Referring to FIG. 7, the characteristic curve thus plotted can be conveniently divided into four major sections: base plus fog, toe, straight line, and shoulder. The base plus fog region represents the combination of the density of the emulsion support (base) and the density arising from the development of some unexposed silver halide crystal (fog). Here the curve is horizontal and the film is not capable of recording subject details or tonal differences. The toe region is characterized by low density and constantly increasing slope as exposure increases. It is in this area that shadow details in the subject are normally placed.
With reference to FIG. 8, the straight line region is the middle density region where the slope (also called gamma) is nearly constant and is steepest. It is in this region that subject tones are reproduced with greatest separation, and this is therefore the most useful section of the film. The shoulder is the portion where the density is high but the slope is decreasing with increase in exposure. Most of this section is usually avoided when exposing film.

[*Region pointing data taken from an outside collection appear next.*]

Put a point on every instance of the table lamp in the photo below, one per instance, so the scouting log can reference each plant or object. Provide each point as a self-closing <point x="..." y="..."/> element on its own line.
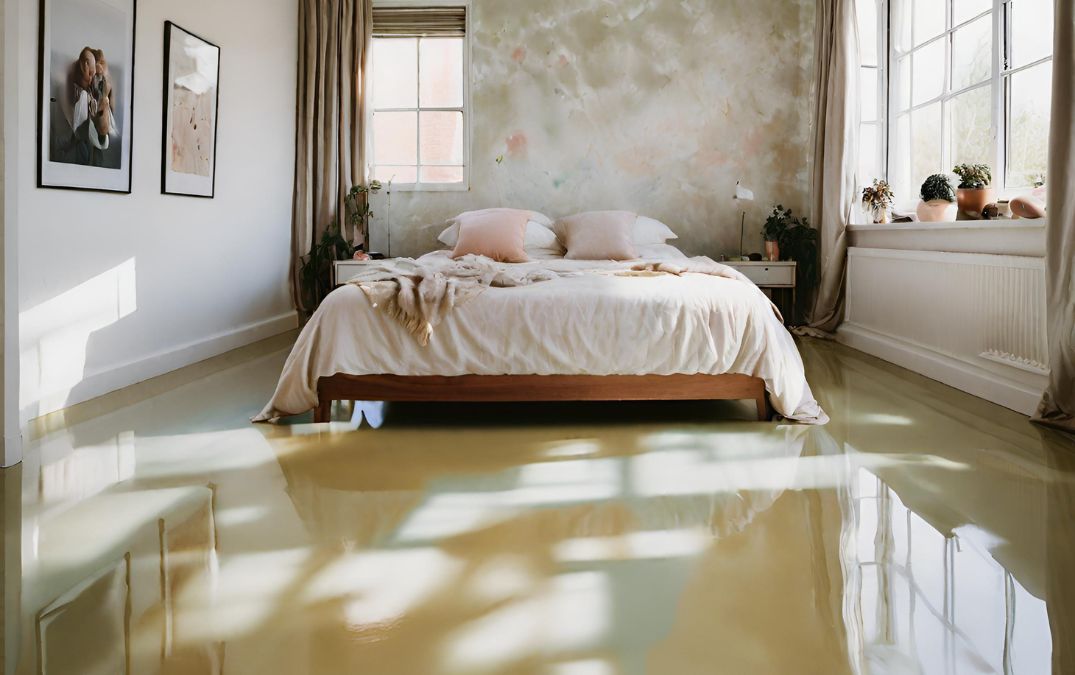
<point x="742" y="195"/>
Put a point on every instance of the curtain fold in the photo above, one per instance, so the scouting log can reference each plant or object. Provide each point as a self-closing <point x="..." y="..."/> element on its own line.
<point x="1057" y="407"/>
<point x="835" y="154"/>
<point x="334" y="42"/>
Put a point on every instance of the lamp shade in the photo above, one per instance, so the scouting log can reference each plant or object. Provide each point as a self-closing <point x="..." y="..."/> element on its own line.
<point x="743" y="195"/>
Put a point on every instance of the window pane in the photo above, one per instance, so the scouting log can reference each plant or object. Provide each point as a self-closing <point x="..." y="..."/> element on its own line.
<point x="869" y="164"/>
<point x="965" y="10"/>
<point x="901" y="159"/>
<point x="395" y="72"/>
<point x="868" y="92"/>
<point x="395" y="138"/>
<point x="929" y="19"/>
<point x="972" y="134"/>
<point x="866" y="11"/>
<point x="902" y="80"/>
<point x="396" y="174"/>
<point x="928" y="68"/>
<point x="925" y="144"/>
<point x="442" y="138"/>
<point x="1031" y="30"/>
<point x="442" y="174"/>
<point x="1030" y="94"/>
<point x="442" y="72"/>
<point x="972" y="52"/>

Sensitometry is in wide use and has been the subject of a number of attempts to improve upon it. In U.S. Pat. No. 4,508,686 an apparatus and test strip for evaluation of a film processor are disclosed. The apparatus evaluates the optical density of graded density test areas on a developed (processed) film by comparing a photodetector signal with a preselected voltage relating to an acceptable/too dark threshold of an unexposed or base fog area, a maximum density or dark area, and a medium density area. This method thus also relies on separate test strips to evaluate the performance of a film processor at timed intervals.
Another approach is described in U.S. Pat. No. 4,985,320 and entails using a voltage set point system to provide a constant illumination of a photographic test strip and a voltage divider comparator network for accurately determining exposed film density levels. The method thus provides an indication of the state of the film developer solution that is substantially independent of the temperature of the photodetector or large changes in the intensity of the test light source. Similarly, U.S. Pat. No. 4,004,923 describes a method for controlling developer activity by exposing a test film having various transparent areas and opaque areas, and insets and background areas that can blend into one another when the developer fluid is fresh. These methods therefore also rely on the use of a test strip exposed at predetermined time intervals.

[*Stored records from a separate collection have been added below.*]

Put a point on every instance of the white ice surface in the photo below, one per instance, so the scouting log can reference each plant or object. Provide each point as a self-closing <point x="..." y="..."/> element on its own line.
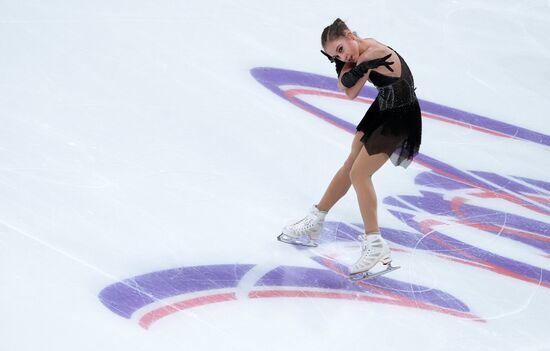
<point x="134" y="139"/>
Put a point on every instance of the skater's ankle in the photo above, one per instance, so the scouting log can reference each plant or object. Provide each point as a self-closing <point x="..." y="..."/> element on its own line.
<point x="324" y="210"/>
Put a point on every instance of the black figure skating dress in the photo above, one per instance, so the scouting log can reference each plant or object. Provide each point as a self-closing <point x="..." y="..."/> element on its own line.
<point x="393" y="123"/>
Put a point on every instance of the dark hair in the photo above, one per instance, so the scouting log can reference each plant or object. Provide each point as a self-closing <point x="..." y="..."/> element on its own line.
<point x="336" y="30"/>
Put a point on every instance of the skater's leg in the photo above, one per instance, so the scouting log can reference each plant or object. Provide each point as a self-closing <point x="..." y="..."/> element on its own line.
<point x="363" y="168"/>
<point x="341" y="182"/>
<point x="373" y="247"/>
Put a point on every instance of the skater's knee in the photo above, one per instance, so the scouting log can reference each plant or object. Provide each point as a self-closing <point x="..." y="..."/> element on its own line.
<point x="358" y="175"/>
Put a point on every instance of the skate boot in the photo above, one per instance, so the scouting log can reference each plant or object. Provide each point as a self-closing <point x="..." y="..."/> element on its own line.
<point x="305" y="231"/>
<point x="374" y="249"/>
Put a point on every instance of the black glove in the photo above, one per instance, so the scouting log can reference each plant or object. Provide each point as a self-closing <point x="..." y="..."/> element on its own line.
<point x="352" y="76"/>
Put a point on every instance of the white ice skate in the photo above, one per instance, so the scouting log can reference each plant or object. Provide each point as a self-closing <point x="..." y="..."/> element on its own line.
<point x="305" y="231"/>
<point x="374" y="249"/>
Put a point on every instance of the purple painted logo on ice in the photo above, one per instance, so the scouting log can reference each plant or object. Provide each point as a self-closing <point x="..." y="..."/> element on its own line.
<point x="447" y="197"/>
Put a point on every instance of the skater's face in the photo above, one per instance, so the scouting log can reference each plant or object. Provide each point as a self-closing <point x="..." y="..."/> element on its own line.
<point x="344" y="48"/>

U.S. Pat. No. 5,481,480 proposes a novel formula to describe the characteristic curve of a material as assessed with a step wedge as described above. The characteristic curve expression takes into account the density at saturation as well as certain constant parameters for the particular material. Therefore, this method also does not obviate the need for a separate film test strip for obtaining a step wedge.
Sensitometry procedures as currently known and utilized in motion picture film processing laboratories involve measurement of pre-exposed control film strips at fixed time intervals. However, film processing machine speeds have increased significantly in recent years, thereby resulting in a lesser frequency of sampling due to the fixed time intervals at which sampling is conducted. As illustrated in FIGS. 9 and 10, at a frequency of one sample per hour, the frequency of sampling per length of film drops significantly with the amount of film processed per hour. What is therefore now needed are improved methods and apparatuses for assessing process quality control variables suitable for use with modern, high speed film processing machines. The embodiments disclosed herein address this and other needs.